Dyckmans painted scenes of poor people as well as of the well-to-do bourgeoisie. The drawing of his figures was slight and his painting was like enamel and porcelain in its smoothness, particularly in his later works. Dyckmans was a master in the refined art of painting which represented each reflection, wrinkle, hair, leaf of a tree etc. He paid painstaking attention to the details of body, clothing and environment. At the same time, he aimed to represent the emotional state of the persons represented.

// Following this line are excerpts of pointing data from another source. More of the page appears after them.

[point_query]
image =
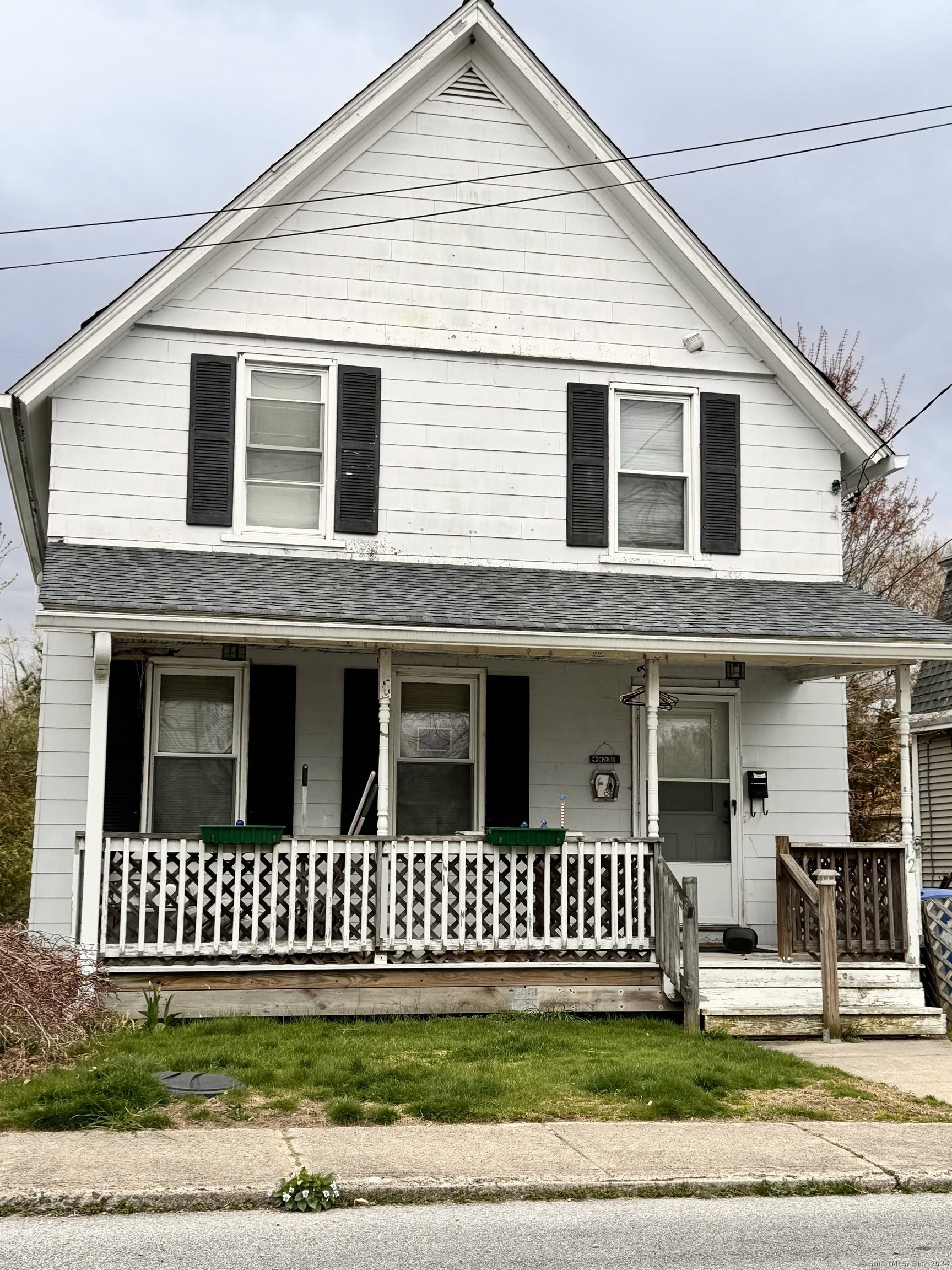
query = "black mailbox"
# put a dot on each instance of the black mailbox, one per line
(757, 785)
(757, 790)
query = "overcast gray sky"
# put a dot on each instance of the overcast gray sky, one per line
(117, 108)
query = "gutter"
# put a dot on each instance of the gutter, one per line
(15, 450)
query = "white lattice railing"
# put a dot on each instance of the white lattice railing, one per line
(182, 898)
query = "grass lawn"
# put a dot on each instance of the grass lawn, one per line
(497, 1067)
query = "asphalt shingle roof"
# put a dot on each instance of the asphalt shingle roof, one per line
(155, 581)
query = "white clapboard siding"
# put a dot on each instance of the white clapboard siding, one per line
(936, 804)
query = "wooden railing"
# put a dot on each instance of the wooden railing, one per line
(870, 898)
(169, 898)
(677, 938)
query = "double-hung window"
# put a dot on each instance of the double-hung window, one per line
(194, 747)
(286, 450)
(653, 474)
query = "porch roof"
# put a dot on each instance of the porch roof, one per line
(470, 598)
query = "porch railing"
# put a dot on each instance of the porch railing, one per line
(173, 898)
(870, 900)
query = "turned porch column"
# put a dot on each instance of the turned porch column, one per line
(905, 801)
(95, 799)
(652, 698)
(383, 690)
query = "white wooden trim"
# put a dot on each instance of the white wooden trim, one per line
(477, 677)
(691, 399)
(236, 671)
(218, 629)
(95, 795)
(385, 694)
(247, 365)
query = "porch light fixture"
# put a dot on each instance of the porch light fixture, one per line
(666, 701)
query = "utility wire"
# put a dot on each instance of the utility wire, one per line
(888, 444)
(475, 181)
(474, 207)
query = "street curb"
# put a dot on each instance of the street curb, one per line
(431, 1192)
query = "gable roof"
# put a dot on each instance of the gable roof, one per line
(473, 46)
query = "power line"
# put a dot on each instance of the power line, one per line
(475, 181)
(888, 444)
(474, 207)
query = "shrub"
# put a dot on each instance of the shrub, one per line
(306, 1193)
(47, 1001)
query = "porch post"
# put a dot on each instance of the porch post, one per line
(383, 675)
(652, 698)
(95, 795)
(905, 801)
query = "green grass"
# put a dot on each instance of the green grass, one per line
(498, 1067)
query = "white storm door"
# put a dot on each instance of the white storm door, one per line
(697, 794)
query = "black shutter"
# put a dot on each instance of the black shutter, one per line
(211, 440)
(272, 700)
(588, 466)
(358, 450)
(125, 742)
(361, 751)
(507, 750)
(720, 473)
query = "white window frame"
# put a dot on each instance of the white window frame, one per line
(196, 666)
(477, 679)
(245, 532)
(691, 400)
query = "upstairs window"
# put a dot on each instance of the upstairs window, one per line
(285, 455)
(653, 474)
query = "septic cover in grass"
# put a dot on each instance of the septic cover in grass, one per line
(207, 1084)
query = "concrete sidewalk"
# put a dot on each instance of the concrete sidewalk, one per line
(919, 1066)
(188, 1169)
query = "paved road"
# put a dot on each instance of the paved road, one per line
(892, 1231)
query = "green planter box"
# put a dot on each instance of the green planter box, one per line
(526, 837)
(241, 835)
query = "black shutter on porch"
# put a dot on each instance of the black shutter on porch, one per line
(361, 747)
(358, 450)
(211, 440)
(507, 750)
(720, 473)
(272, 712)
(588, 466)
(125, 741)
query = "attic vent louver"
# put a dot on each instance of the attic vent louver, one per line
(470, 88)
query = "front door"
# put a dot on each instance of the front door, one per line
(697, 799)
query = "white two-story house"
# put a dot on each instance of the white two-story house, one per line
(357, 516)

One of his most successful paintings was The Blind Beggar. He painted the original in 1852 (Royal Museum of Fine Arts Antwerp) and made a reduced copy which is in the National Gallery, London. The painting was extremely popular in the 19th century and was repeatedly copied after it had entered the National Gallery's collection. Dyckmans painted later a variation on the theme of the blind beggar of which he also made a reduced copy (private collections). The figure of the blind beggar in the painting is reportedly a self-portrait of the painter.

Dyckmans painted also portraits and some cityscapes of Antwerp. He further painted a still life of flowers entitled Spring Flowers.